There was the hula hoop. More recently, as anyone who frequents small children knows, the craze was spinners. In research, too, crazes come and go. The current one in software engineering (and some other fields of computer science, as noted by Jeff Ullman) is quantitative evaluation. In the top venues—note that I am cowardly publishing this while everyone else in the field is away at ICSE this week, so that I can hope they will miss or forget this comment—it has become essentially impossible to publish a novel idea without including the results of a quantitative assessment study.
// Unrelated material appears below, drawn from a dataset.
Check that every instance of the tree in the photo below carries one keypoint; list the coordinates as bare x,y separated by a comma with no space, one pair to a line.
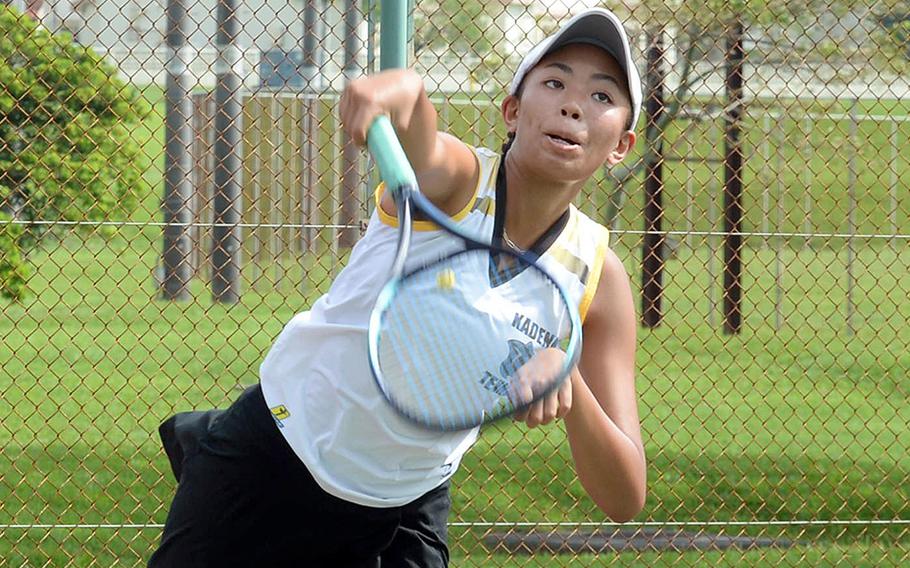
66,147
779,32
In the first and second parts of an earlier article, I marveled about the remarkable progress of empirical software engineering. It sometimes happens that an approach that once struggled for recognition (as when Vic Basili, Walter Tichy, Barry Boehm, Dieter Rombach, and others were exhorting computer scientists to become experimentalists too) triumphs. As the empirical/experimental/quantitative style reaches that stage, we should remember that it is not the only form of software engineering research. Others, such as conceptual research, have their place too.
It is partly a matter of which hackneyed quote from a famous scientist you choose. To Lord Kelvin's "when you cannot measure [what you are speaking about], when you cannot express it in numbers, your knowledge is of a meagre and unsatisfactory kind," one may retort with "not everything that can be counted is worth counting" (attributed, although without serious evidence, to Einstein).
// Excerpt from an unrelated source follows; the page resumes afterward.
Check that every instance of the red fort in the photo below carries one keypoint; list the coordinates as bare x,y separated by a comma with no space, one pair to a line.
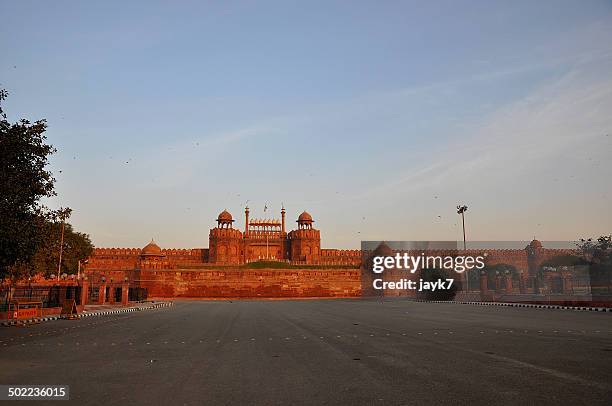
264,260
Experimental evaluation risks crossing the bridge from good idea to tyranny. Like the hula hoop in its time, this particular craze will fade, and some reasonable middle point will emerge. Until then, as a public service to the community, I hereby propose a standard section 5 (this is about where in your paper the referee expects the evaluation part) that you may include, royalty-free, in any of your submissions.
Copyright Bertrand Meyer, 2018. All uses permitted with or without attribution.
No animals or undergraduate students were harmed during the preparation of this work. In fact, we performed no evaluation whatsoever. Our idea is so clever anyway, and our presentation so well-written, that we do not need any further justification.